O GLOBO - 05/07
Após alguns dias de aparente perplexidade diante das manifestações de rua, a presidente Dilma foi simples e objetiva no seu pronunciamento do dia 21, propondo-se a conduzir pacto político pela melhoria dos serviços públicos. Reconheceu, também, que a maioria nas ruas exige combate à corrupção e qualidade na educação e saúde, o que requer, segundo ela, a oxigenação do sistema político. No dia 24, a presidente voltou à cena com grande aparato e proposta abrangente de diversos pactos, inclusive um, relativo aos desde logo polêmicos plebiscito, referendo e constituinte.
Os manifestantes da rua acertaram ao trazer, como carro chefe, os vinte centavos das passagens urbanas e a qualidade dos serviços, cuja carência leva milhões de pessoas das grandes cidades a perder, diariamente, boa parte do seu tempo útil no transporte de ida e volta ao trabalho. Nos desdobramentos dessas manifestações foram abertas questões que preocupam a sociedade brasileira e que derivam, em grande parte, da falta de definição nítida de estratégia nacional de longo prazo.
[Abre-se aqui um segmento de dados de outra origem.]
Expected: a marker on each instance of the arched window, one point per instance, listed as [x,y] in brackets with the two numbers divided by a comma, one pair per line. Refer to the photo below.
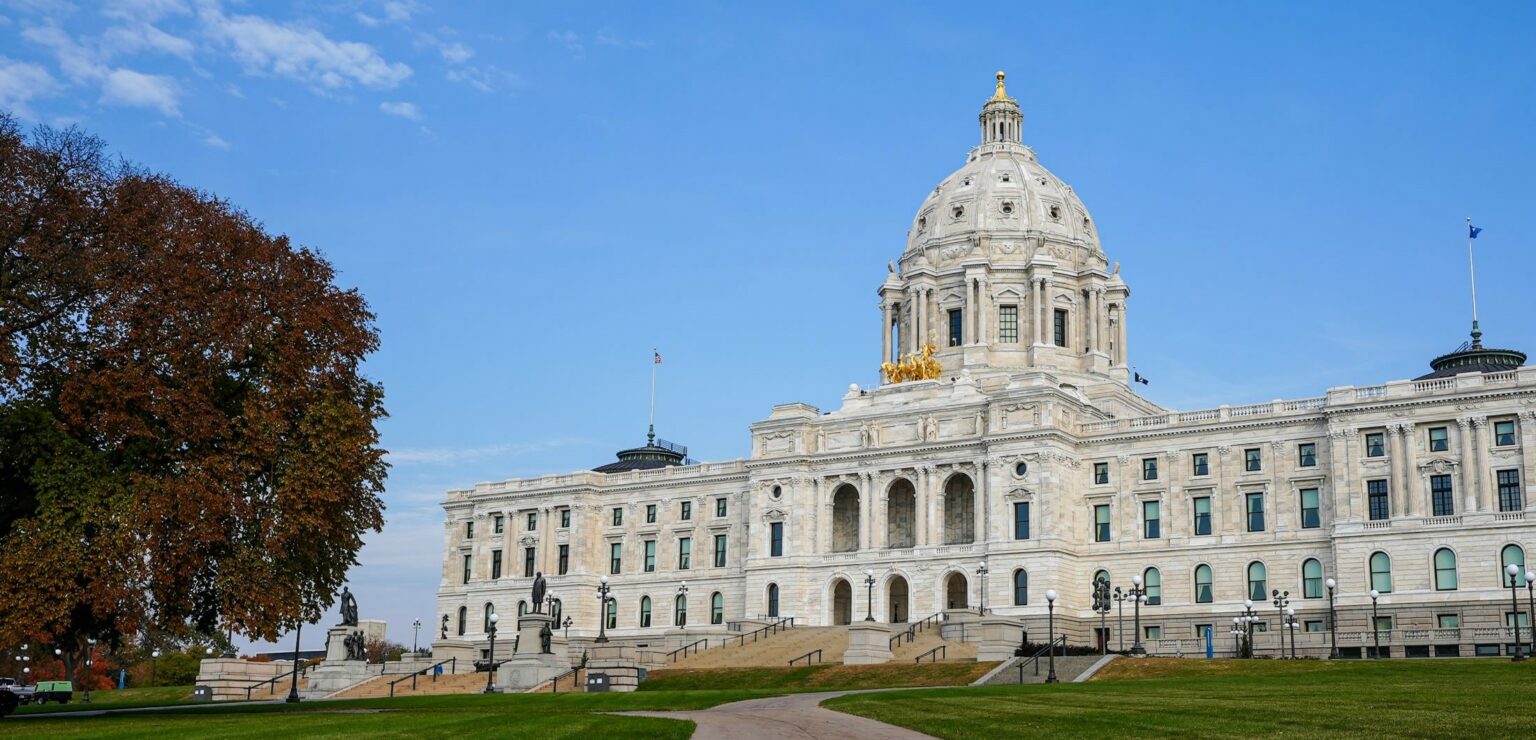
[1512,555]
[1444,570]
[1310,579]
[1258,582]
[1381,571]
[1203,584]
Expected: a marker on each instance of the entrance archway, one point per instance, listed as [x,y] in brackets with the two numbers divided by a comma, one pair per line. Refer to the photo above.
[845,519]
[957,591]
[900,515]
[896,596]
[842,602]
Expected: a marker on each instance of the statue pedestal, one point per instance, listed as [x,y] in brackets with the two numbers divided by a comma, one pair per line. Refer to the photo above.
[529,667]
[868,642]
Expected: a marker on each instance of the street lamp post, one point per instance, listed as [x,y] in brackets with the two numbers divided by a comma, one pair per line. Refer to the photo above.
[602,608]
[980,570]
[1375,625]
[870,594]
[1051,636]
[1515,599]
[1102,607]
[490,667]
[1138,594]
[1334,634]
[1281,602]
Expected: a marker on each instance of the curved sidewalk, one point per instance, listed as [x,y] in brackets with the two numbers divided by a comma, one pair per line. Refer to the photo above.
[791,716]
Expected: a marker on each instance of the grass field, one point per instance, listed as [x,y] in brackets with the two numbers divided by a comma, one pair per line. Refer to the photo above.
[820,677]
[1160,697]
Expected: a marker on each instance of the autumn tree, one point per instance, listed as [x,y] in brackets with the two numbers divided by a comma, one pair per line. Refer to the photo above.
[186,436]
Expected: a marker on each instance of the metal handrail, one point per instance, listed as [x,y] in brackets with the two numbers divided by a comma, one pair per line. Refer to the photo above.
[762,631]
[1037,656]
[413,674]
[555,682]
[272,680]
[690,647]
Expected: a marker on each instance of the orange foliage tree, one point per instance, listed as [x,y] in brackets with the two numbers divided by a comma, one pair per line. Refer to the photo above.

Algumas de âmbito nacional, como a educação e a saúde, outras de interesse estritamente local, como uma passarela sobre determinada rodovia.
Com tantas propostas, tanto do Planalto como da sociedade, aumenta o risco de não se chegar a tempo a lugar algum. Mas o que fazer ou por onde começar? A recusa da PEC 37 no Congresso foi um bom início. Mas o discurso oficial precisa ser complementado por ações práticas e visíveis, que obedeçam às restrições financeiras decorrentes da imprudência com que vem sendo elaborado e executado o orçamento público.
Questão central para o dia a dia da sociedade se encontra na mobilidade urbana, parte do nosso sistema de transportes, foco emblemático de estratégia equivocada, ineficácia administrativa e desperdício de capital e que, aparentemente, foi o estopim da revolta que mobiliza os cidadãos nas principais capitais do país.
Causa espécie que nesse quadro tumultuado ainda esteja de pé o projeto iniciado em 2007, a ser brevemente licitado, do trem-bala, de 511 quilômetros entre Campinas e Rio de Janeiro, que atravessaria 32 municípios densamente povoados, cujo prazo de construção é imprevisível. O seu orçamento, três vezes revisto, está no nível de dezenas de bilhões de reais, a ser coberto, na sua maior parte, com recursos públicos, da mesma ordem de grandeza dos que poderiam propiciar duplicação da rede de metrô ou outros sistemas de atendimento à mobilidade urbana, como o BRT.
Para caracterizar com alguma aritmética a insensatez da ideia do trem-bala, basta indicar que, se viesse a ser concluído, atenderia a uma demanda de 20 mil usuários por dia, enquanto a população que se beneficia dos 269 quilômetros dos metrôs de oito cidades é de 4,5 milhões por dia, em parte mal servida, e com outros milhões excluídos.
Como um sinal para a sociedade de nova atitude efetiva do governo, seriam de grande impacto o cancelamento desse fantasioso projeto de trem-bala e o fechamento da empresa que para esse fim foi constituída.